Indonesian Court Sentences Muslim Cleric to Four Years for Treason
However, Bashir was acquitted of leading the militant Islamic group Jemaah Islamiyah, which planned to overthrow the secular government.
Although witnesses at Bashir’s trial testified that he was the spiritual leader for Jemaah Islamiyah, the panel of five judges ruled that there was insufficient evidence to support the claim.
Jemaah Islamiyah is believed to have ties to Osama bin Laden’s al-Qaida network and is blamed for the bombings in Bali in October 2002. The group is also believed to have carried out an Aug. 5 car bomb attack on a Jakarta hotel, which killed 12 people.
Presiding judge Muhammed Saleh said, “Although the treason acts were proven, there has not been enough evidence to prove Abu Bakar Bashir was the leader of treason acts of trying to oust the lawful government.”
The prosecution had asked for Bashir to be sentenced to 15 years in prison, claiming he had supported a string of church bombings in Southeast Asia three years ago, and was involved in a plot to kill Indonesian President Megawati Sukarnoputri.
The judge said the shorter sentence took into account the 65-year-old cleric’s age and his polite behavior in court.
The preacher denied the charges against him and appealed to his supporters to react calmly to his sentencing.
“I cannot accept this, therefore I will appeal,” he said.
“I ask you to remain orderly, and be careful of provocateurs from America,” he continued, as his supporters chanted, “Allahu Akbar” (God is greatest).
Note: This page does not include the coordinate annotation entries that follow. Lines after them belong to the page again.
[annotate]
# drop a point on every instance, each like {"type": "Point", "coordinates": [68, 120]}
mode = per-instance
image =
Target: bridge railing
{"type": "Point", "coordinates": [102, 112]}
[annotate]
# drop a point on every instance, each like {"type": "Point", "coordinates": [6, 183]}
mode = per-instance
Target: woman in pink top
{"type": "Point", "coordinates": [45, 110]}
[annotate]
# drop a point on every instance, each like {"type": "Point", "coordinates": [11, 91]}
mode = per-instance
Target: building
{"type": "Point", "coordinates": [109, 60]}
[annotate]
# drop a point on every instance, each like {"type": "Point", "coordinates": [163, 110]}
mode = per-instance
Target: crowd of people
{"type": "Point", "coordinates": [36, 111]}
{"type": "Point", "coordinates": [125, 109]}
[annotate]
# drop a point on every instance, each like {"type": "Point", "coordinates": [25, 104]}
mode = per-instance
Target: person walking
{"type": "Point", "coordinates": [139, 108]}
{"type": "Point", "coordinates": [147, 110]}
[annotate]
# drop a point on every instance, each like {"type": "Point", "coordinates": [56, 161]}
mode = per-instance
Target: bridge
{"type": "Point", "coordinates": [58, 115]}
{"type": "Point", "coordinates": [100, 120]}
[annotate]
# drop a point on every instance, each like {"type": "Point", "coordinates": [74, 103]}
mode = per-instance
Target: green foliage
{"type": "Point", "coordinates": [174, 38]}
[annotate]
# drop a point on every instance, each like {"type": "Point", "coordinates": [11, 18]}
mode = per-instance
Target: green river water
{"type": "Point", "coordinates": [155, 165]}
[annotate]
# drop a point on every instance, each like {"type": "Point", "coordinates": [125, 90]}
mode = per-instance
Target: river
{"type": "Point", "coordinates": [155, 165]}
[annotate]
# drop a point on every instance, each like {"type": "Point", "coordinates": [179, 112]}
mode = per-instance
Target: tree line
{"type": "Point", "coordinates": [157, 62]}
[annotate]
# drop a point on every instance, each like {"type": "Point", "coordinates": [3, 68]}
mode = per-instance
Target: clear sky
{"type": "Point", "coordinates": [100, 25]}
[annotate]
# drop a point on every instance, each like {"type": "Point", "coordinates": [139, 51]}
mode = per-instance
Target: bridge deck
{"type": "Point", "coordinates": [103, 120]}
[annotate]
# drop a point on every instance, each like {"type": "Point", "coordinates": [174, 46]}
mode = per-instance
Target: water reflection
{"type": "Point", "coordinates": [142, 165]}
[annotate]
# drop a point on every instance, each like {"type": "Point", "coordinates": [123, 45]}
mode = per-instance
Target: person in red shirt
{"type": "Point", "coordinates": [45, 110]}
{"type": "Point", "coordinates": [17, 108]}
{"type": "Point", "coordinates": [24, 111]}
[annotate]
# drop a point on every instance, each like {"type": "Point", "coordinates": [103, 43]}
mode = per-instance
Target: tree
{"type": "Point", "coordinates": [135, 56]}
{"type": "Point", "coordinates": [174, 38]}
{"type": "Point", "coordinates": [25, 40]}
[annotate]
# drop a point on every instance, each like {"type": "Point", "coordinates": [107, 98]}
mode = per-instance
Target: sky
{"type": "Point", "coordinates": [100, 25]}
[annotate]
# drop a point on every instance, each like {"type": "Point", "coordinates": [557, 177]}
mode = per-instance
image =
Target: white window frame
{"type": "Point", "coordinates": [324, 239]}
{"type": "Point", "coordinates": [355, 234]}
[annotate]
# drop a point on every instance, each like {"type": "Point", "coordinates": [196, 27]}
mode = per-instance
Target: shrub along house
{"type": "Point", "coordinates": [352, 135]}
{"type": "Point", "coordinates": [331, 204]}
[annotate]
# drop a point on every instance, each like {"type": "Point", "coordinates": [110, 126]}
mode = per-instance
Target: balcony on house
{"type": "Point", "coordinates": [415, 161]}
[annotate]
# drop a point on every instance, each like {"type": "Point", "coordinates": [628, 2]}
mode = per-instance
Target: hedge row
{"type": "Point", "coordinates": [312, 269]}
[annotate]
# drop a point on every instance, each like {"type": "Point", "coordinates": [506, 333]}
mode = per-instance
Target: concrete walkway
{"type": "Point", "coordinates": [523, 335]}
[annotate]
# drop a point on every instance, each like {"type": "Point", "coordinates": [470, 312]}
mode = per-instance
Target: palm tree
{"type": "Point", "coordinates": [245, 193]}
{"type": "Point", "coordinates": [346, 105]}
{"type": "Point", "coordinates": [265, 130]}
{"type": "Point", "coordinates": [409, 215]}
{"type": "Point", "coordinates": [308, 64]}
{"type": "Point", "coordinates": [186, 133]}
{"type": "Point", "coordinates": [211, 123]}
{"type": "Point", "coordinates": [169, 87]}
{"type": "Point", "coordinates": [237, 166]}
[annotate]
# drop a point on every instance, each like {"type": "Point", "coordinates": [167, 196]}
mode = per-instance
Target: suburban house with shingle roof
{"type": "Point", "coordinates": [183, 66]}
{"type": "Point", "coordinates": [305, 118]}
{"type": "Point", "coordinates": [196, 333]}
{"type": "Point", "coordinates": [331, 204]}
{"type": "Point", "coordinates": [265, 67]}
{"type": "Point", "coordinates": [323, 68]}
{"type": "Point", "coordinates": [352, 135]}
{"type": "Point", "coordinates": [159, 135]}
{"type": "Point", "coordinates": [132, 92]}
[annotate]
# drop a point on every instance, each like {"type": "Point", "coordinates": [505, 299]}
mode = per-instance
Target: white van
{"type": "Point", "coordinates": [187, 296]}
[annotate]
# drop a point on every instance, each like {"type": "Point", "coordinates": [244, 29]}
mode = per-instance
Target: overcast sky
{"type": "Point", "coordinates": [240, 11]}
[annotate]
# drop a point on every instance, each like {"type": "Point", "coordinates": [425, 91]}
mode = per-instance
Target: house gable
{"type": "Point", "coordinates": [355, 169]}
The Bashir case is seen as a gauge of Indonesia’s ability and willingness to prosecute Muslim extremists, and while the cleric’s sentence is lighter than many had hoped, it is considered meaningful that the Indonesian government now acknowledges the existence of the Jemaah Islamiyah organization.
Bashir became involved in Islamic politics in the 1950s, when he led a moderate Islamic group devoted to the peaceful establishment of an Islamic state. He is the co-founder of an Islamic boarding school that is considered to produce militants and radicals. Many of those charged in the 2002 Bali bombing were graduates of Bashir’s school.